Dans les contes et légendes, la sirène est tantôt la bonne fée, tantôt la méchante...il en résulte un certain nombre de légendes diverses et variées, qui concernent non seulement les sirènes "classiques" que l'on connaît mais aussi tout une myriade de femmes aquatiques ou maritimes, qui répondent à de très différents noms... ondines, nixes, nymphes, femmes-selkies, Mari-Morgans, etc.. que nous verrons un peu plus bas...

Elle récompense le sabotier qui l'a remis à la mer, une autre sauve une jeune fille jetée à la mer par sa marâtre.

Lorsqu'on est en pleine mer, en voir une annonce le mauvais temps et en toucher une mène à vivre dans son palais sans que la sirène y soit pour quelque chose, l'invocation d'un saint serait un moyen de se protéger contre ce type d'enlèvement.

Parfois au 19° siècle, on colporte l'histoire de méchantes sirènes, qui habitent dans des grottes du littoral, en fait il s'agit de dissuader les curieux de visiter ces grottes qui renferment les trésors de contrebandiers.

Dans certaines parties de la France, leur chant est un présage de mauvais temps.

Pour certains, ils existent des sirènes fluviales, qui sont dépourvues d'âme et vivent jusqu'au Jugement Dernier. En fait, elles auraient les âmes des gens qui se noyent dans la rivière, après qu'elles leur aient sucé la cervelle, le sang et mangé les tripes, le foie et le coeur...Là on est loin de la "gentille" sirène!

 

2. Femmes aquatiques dans les légendes

a/ Les femmes-phoques, Selkies des îles Shetland

Ce sont de jolies jeunes femmes qui revêtent une peau de phoque pour pouvoir plonger dans l'océan. Si elle l'égare sur terre ou qu'on leur vole, elles ne peuvent plus retourner dans l'eau. Elles sont phoques à part entière une partie du temps et humaines à certaines dates.
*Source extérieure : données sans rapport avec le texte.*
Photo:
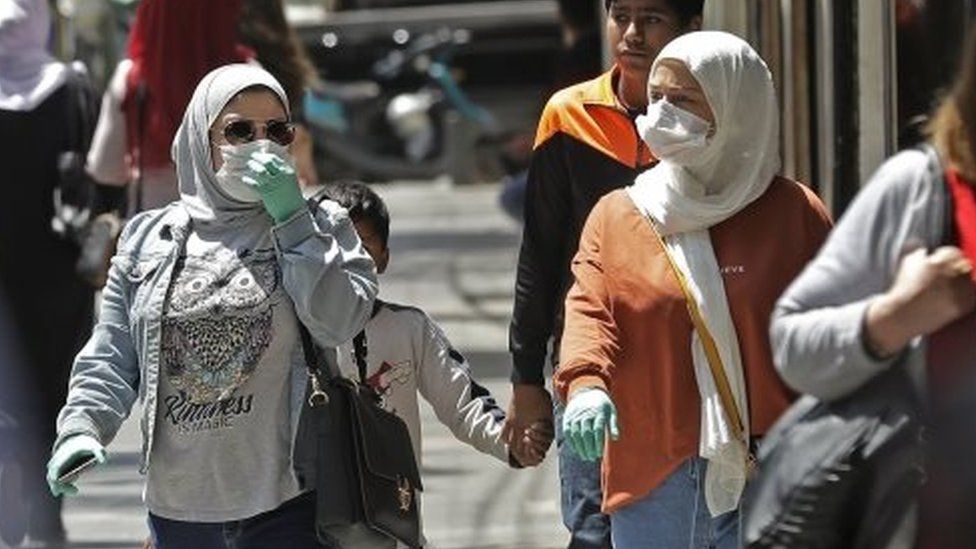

Si un homme trouve la peau et la cache chez lui, la selkie est sous son contrôle, elle accepte alors de devenir son épouse et de lui faire des enfants mais si un jour elle retrouve sa peau, elle retournera dans son habitat naturel.

Cette structure d'histoire : la créature qui devient humaine puisqu'on lui a pris un de ses attributs mais quand elle le retrouve peu importe le nombre d'années et ce qui a été construit, s'enfuit dans son habitat premier sous sa forme de naissance... est assez classique pour ce type de créature dans les contes et légendes...

 

b/ Les Mari-Morgans

Ce sont des femmes marines sans queue de poisson qui vivent plutôt près des côtes qu'en pleine mer.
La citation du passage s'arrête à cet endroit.